User Guide
This comprehensive guide covers all aspects of using OnlineResamplers.jl for financial market data processing.
Table of Contents
- Installation
- Core Concepts
- Basic Usage
- Advanced Features
- Real-World Examples
- Performance Optimization
- Integration with OnlineStats
- Troubleshooting
Installation
using Pkg
Pkg.add(url="https://github.com/femtotrader/OnlineResamplers.jl")
Development Installation
using Pkg
Pkg.develop(url="https://github.com/femtotrader/OnlineResamplers.jl")
Pkg.test("OnlineResamplers")
Core Concepts
Market Data Structure
Market data is represented using the MarketDataPoint{T,P,V}
structure, which provides type safety and flexibility:
using OnlineResamplers, Dates
# Basic usage with default types (DateTime, Float64, Float64)
data = MarketDataPoint(DateTime(2024, 1, 1, 9, 30, 0), 100.50, 1000.0)
# Explicit type construction
data_explicit = MarketDataPoint{DateTime, Float64, Float64}(
DateTime(2024, 1, 1, 9, 30, 0),
100.50,
1000.0
)
# Custom types for high precision
using FixedPointDecimals
precise_data = MarketDataPoint{DateTime, FixedDecimal{Int64,4}, FixedDecimal{Int64,2}}(
DateTime(2024, 1, 1, 9, 30, 0),
FixedDecimal{Int64,4}(100.5012),
FixedDecimal{Int64,2}(1000.50)
)
Time Windows
Data is aggregated into time windows defined by start time and period.
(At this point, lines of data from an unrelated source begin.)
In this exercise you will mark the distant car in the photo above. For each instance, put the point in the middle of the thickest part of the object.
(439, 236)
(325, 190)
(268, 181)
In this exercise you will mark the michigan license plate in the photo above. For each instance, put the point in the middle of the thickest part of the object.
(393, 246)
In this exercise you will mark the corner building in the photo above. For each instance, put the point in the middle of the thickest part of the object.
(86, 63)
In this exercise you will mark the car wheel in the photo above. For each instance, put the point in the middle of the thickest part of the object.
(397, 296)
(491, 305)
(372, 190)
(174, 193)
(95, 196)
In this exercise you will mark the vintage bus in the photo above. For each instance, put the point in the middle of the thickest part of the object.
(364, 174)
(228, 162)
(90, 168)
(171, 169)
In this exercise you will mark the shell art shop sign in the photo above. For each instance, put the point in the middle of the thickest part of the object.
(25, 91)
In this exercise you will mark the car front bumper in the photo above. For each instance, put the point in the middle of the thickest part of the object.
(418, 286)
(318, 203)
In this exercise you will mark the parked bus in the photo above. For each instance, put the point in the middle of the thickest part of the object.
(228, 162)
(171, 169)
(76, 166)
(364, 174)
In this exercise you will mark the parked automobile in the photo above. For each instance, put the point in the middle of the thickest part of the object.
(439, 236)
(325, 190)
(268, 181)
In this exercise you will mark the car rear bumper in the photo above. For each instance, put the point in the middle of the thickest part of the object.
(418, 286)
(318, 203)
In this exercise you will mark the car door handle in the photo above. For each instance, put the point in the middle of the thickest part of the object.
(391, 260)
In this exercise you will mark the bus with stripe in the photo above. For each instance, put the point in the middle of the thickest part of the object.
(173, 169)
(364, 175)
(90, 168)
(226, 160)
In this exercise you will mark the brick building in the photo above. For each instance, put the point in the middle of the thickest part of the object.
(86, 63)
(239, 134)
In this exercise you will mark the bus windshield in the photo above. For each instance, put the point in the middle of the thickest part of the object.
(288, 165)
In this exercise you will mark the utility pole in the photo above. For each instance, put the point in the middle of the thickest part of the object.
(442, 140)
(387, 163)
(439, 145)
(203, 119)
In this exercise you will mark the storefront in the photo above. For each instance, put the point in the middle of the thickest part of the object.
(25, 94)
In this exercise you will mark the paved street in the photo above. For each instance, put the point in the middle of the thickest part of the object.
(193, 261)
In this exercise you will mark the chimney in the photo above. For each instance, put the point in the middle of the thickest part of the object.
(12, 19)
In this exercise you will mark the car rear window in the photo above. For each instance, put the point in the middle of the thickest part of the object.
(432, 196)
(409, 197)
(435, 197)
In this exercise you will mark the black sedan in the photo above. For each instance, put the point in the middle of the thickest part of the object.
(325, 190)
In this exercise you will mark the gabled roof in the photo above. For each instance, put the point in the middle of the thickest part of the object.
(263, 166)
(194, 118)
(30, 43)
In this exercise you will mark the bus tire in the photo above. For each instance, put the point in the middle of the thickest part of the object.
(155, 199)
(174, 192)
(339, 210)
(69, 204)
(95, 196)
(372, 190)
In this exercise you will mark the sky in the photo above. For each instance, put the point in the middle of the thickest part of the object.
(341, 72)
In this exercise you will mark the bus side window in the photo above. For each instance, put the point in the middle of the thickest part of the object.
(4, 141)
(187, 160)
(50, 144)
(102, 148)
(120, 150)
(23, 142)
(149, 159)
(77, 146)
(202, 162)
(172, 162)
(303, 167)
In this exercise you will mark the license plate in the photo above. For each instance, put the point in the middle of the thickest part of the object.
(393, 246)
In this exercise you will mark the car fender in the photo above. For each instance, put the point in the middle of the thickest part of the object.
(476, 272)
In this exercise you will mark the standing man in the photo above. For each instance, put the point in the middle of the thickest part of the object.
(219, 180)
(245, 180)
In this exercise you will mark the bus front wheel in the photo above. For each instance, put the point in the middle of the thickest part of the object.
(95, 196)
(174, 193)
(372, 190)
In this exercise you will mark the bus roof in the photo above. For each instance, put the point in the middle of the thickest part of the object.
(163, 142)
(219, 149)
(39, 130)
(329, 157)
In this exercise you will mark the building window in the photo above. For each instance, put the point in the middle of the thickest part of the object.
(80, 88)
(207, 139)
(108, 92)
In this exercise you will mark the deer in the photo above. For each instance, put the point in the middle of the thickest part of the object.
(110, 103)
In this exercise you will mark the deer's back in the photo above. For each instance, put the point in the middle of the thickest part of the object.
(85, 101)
Understanding time windows is crucial for effective resampling:
using Dates
# Create a 5-minute window
window = TimeWindow{DateTime}(DateTime(2024, 1, 1, 9, 30, 0), Minute(5))
# The window includes data from [start_time, start_time + period)
println("Window start: $(window.start_time)") # 2024-01-01T09:30:00
println("Window end: $(window_end(window))") # 2024-01-01T09:35:00
# Check if timestamps belong to window
test_times = [
DateTime(2024, 1, 1, 9, 29, 59), # Before window -> false
DateTime(2024, 1, 1, 9, 30, 0), # Start of window -> true
DateTime(2024, 1, 1, 9, 32, 30), # Middle of window -> true
DateTime(2024, 1, 1, 9, 35, 0) # Next window -> false
]
for ts in test_times
belongs = belongs_to_window(ts, window)
println("$(ts): $(belongs)")
end
Basic Usage
OHLC Resampling
OHLC (Open, High, Low, Close) resampling is perfect for candlestick charts and technical analysis:
using OnlineResamplers, OnlineStatsBase, Dates
# Create OHLC resampler (this is the default)
ohlc_resampler = MarketResampler(Minute(1), price_method=:ohlc)
# Sample market data within one minute
base_time = DateTime(2024, 1, 1, 14, 30, 0)
market_data = [
MarketDataPoint(base_time + Second(0), 100.00, 1000.0), # Open
MarketDataPoint(base_time + Second(15), 102.50, 800.0), # High point
MarketDataPoint(base_time + Second(30), 97.75, 1200.0), # Low point
MarketDataPoint(base_time + Second(45), 101.25, 900.0) # Close
]
# Process all data points
for data in market_data
fit!(ohlc_resampler, data)
end
# Extract results
result = value(ohlc_resampler)
ohlc = result.price.ohlc
println("Open: $(ohlc.open)") # 100.00 (first price)
println("High: $(ohlc.high)") # 102.50 (highest price)
println("Low: $(ohlc.low)") # 97.75 (lowest price)
println("Close: $(ohlc.close)") # 101.25 (last price)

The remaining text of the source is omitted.